Multi-modal land cover mapping of remote sensing images using pyramid attention and gated fusion networks

August 1, 2022

The advances in remote sensing technologies and the fast-growing volume of remotely sensed multi-modality data have dramatically changed how we observe the Earth. One of the key applications in Earth observation is the land-cover classification (semantic mapping) which is highly valuable in environmental monitoring, agriculture and urban planning, predicting natural disasters and hazardous events, etc. Data from multi-modality remote sensing (RS can provide rich and varied details about the Earth's surface, such as light detection and ranging (LiDAR) data, it can supplement common multi-spectral imagery (e.g. RGB images) with additional information (e.g. elevation features of land-cover objects) about the same land.  
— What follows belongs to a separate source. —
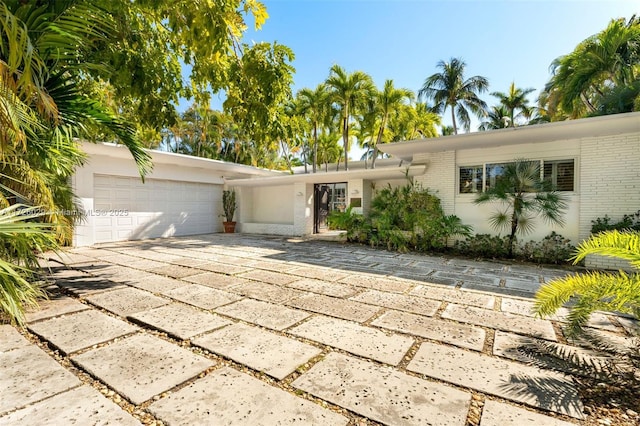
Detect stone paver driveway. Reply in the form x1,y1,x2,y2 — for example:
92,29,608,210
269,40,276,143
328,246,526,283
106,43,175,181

However, because multi-modal data commonly contains unequal, redundant, or even contradictory information, effectively fusing and utilizing such varied information to better map land cover is very difficult. Current multimodal land cover mapping methods mainly employ two independent encoders running in parallel to extract features separately, which tends to ignore the effects of noisy and redundant features from very different multimodal data.

In this work, we present a novel pyramid attention and gated fusion method (MultiModNet) for multi-modality land cover mapping in remote sensing, to address the challenges of 'what', 'how', and 'where' to effectively fuse multi-source features and to efficiently learn optimal joint representations of different modalities.  

We’ve conducted extensive experiments on two publicly available remote sensing benchmark datasets to test MultliModNet. Our results demonstrate the effectiveness and superiority of the proposed methods for multi-modal land cover classification. The MultiModNet framework has a scalable structure that enables it to be generalized to various multi-modal data and to be extended to more than two modalities.


Multi-modal land cover mapping of remote sensing images using pyramid attention and gated fusion networks

July 1, 2022

Qinghui Liu, Michael Kampffmeyer, Robert Jenssen, Arnt-Børre Salberg

Paper abstract

Multi-modality data is becoming readily available in remote sensing (RS) and can provide complementary information about the Earth's surface. Effective fusion of multi-modal information is thus important for various applications in RS, but also very challenging due to large domain differences, noise, and redundancies. There is a lack of effective and scalable fusion techniques for bridging multiple modality encoders and fully exploiting complementary information. To this end, we propose a new multi-modality network (MultiModNet) for land cover mapping of multi-modal remote sensing data based on a novel pyramid attention fusion (PAF) module and a gated fusion unit (GFU). The PAF module is designed to efficiently obtain rich fine-grained contextual representations from each modality with a built-in cross-level and cross-view attention fusion mechanism, and the GFU module utilizes a novel gating mechanism for early merging of features, thereby diminishing hidden redundancies and noise. This enables supplementary modalities to effectively extract the most valuable and complementary information for late feature fusion. Extensive experiments on two representative RS benchmark datasets demonstrate the effectiveness, robustness, and superiority of the MultiModNet for multi-modal land cover classification.